Com a promessa de uma continuação, “IT – A Coisa” é uma excelente adaptação da obra do genial Stephen King. Tem um elenco afinado e crianças que trabalham tão bem, que são capazes de causar inveja a adultos ditos “atores”. Por sinal, o personagem Richie Tozier é interpretado por Finn Wolfhard, o Mike Wheeler de “Stranger Things”. O alívio cômico do personagem para o filme é sensacional. Impossível não rir com aquele garotinho, com os óculos fundo de garrafa, todo mirrado, pagando de gostosão.

Bill Skarsgård, integrante da bela família Skarsgård, está primoroso como A Coisa.

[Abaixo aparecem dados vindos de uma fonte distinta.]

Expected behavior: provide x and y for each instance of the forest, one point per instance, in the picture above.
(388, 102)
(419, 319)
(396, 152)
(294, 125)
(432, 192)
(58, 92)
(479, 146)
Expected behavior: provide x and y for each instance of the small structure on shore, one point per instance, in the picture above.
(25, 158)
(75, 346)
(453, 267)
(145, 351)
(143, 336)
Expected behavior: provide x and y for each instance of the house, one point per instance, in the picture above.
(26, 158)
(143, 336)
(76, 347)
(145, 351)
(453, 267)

Até a maneira como ele fala, está de arrepiar. E isso é tão bom, que apesar de ter cenas que certamente as pessoas levarão sustos, o filme não precisa apelar. Pennywise provoca medo por si só. O tom de voz ao tentar ser um palhaço alegre, com aquela figura bizarra e uma boca molhada, parecendo salivar pelas crianças é de arrepiar o couro cabeludo de qualquer um.

“IT – A Coisa” estreia no feriado de 7 de setembro para que ninguém escape dele. Stephen King tem o dom de criar criaturas apavorantes. Se eu pudesse escolher um lugar “impossível” para passear, seria a mente dele, porque eu não consigo entender de onde o cara tira essas coisas tenebrosas e as transforma em coisas geniais. Vale o ingresso, o combo da pipoca e, para os mais apavorados, os sonhos com Pennywise.